Spot treatment may be a way to make FeEDDHA treatments more affordable, but thus far, she’s been unable to map vineyards in a cost-effective way. Known hot spots can be identified with GPS, but there’s no guarantee past chlorosis will show up in the same vine. Aerial imaging can’t identify chlorosis vines early enough in the season to treat them.
Davenport also studied several types of biostimulants (compounds such as organic acids, protein, or enzymes) designed to enhance micronutrient availability in the soil.
“The first year looked promising, but not the second year,” she said. “Biostimulants weren’t cutting it at the rates we tested.”
Where chlorosis is severe, she recommends split applications of FeEDDHA with one application of 32 pounds per acre in spring and one at bloom. The chelated iron is a liquid and should be sprayed in a band under the canopy row. Because of the cost of material, she suggests spot treatment, spraying areas with past problems.
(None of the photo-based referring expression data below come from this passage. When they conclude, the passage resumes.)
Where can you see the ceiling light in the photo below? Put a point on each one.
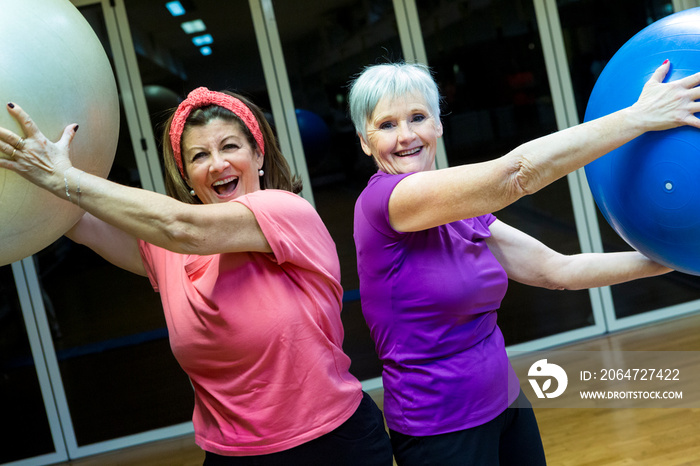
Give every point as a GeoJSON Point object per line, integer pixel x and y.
{"type": "Point", "coordinates": [175, 8]}
{"type": "Point", "coordinates": [193, 26]}
{"type": "Point", "coordinates": [202, 40]}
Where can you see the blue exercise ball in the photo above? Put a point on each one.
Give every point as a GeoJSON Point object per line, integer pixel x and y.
{"type": "Point", "coordinates": [649, 189]}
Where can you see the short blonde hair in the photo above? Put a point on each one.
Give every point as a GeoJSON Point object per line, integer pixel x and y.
{"type": "Point", "coordinates": [391, 80]}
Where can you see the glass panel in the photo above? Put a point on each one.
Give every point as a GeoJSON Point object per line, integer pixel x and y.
{"type": "Point", "coordinates": [593, 31]}
{"type": "Point", "coordinates": [490, 67]}
{"type": "Point", "coordinates": [171, 65]}
{"type": "Point", "coordinates": [25, 424]}
{"type": "Point", "coordinates": [325, 44]}
{"type": "Point", "coordinates": [109, 331]}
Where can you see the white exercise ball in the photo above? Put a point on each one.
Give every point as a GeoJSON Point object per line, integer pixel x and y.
{"type": "Point", "coordinates": [53, 65]}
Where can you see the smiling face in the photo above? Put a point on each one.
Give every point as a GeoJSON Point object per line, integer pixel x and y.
{"type": "Point", "coordinates": [220, 163]}
{"type": "Point", "coordinates": [402, 135]}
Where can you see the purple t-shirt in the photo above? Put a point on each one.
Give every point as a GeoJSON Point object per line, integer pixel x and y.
{"type": "Point", "coordinates": [430, 300]}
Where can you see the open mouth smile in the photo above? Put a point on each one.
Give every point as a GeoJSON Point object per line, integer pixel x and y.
{"type": "Point", "coordinates": [409, 152]}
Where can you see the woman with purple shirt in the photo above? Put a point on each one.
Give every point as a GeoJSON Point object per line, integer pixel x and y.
{"type": "Point", "coordinates": [434, 263]}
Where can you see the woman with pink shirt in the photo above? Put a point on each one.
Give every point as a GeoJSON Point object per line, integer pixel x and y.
{"type": "Point", "coordinates": [249, 279]}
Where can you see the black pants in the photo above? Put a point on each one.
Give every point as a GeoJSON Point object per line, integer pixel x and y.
{"type": "Point", "coordinates": [361, 440]}
{"type": "Point", "coordinates": [512, 438]}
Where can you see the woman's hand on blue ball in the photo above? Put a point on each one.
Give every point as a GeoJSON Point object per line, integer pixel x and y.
{"type": "Point", "coordinates": [668, 105]}
{"type": "Point", "coordinates": [33, 156]}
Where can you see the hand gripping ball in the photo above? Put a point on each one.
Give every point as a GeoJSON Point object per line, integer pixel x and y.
{"type": "Point", "coordinates": [54, 66]}
{"type": "Point", "coordinates": [649, 189]}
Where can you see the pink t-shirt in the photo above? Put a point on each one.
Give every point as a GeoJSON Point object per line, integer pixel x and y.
{"type": "Point", "coordinates": [260, 335]}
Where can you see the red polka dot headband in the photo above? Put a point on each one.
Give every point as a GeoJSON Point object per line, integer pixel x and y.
{"type": "Point", "coordinates": [201, 97]}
Annual applications are needed.
Through the years, Davenport has looked at soil texture, soil depth, leaf micronutrients, and other factors. “Everything I see says that we have a root problem and we’re not getting iron to the vine at the right time.”
She believes that rootstocks could play a role in solving the problem. Chlorosis is not an issue in Concords grown on the East Coast where they are on 3309 Coudrec rootstock. Growers in eastern Washington use own-rooted Concord, but there may be a rootstock that could do a better job, she said. “Could we graft on a different rootstock? It’s never been tested, but is something that could be explored in the future.”
Davenport presented her findings at the Washington State Grape Society annual meeting last year. The Washington State Concord Grape Research Council is funding her most recent research. Her past work was funded by the Northwest Center for Small Fruits Research. •
Melissa Hansen is the research program director for the Washington Wine Commission. Hansen previously was an associate editor at Good Fruit Grower from 1996 through 2015.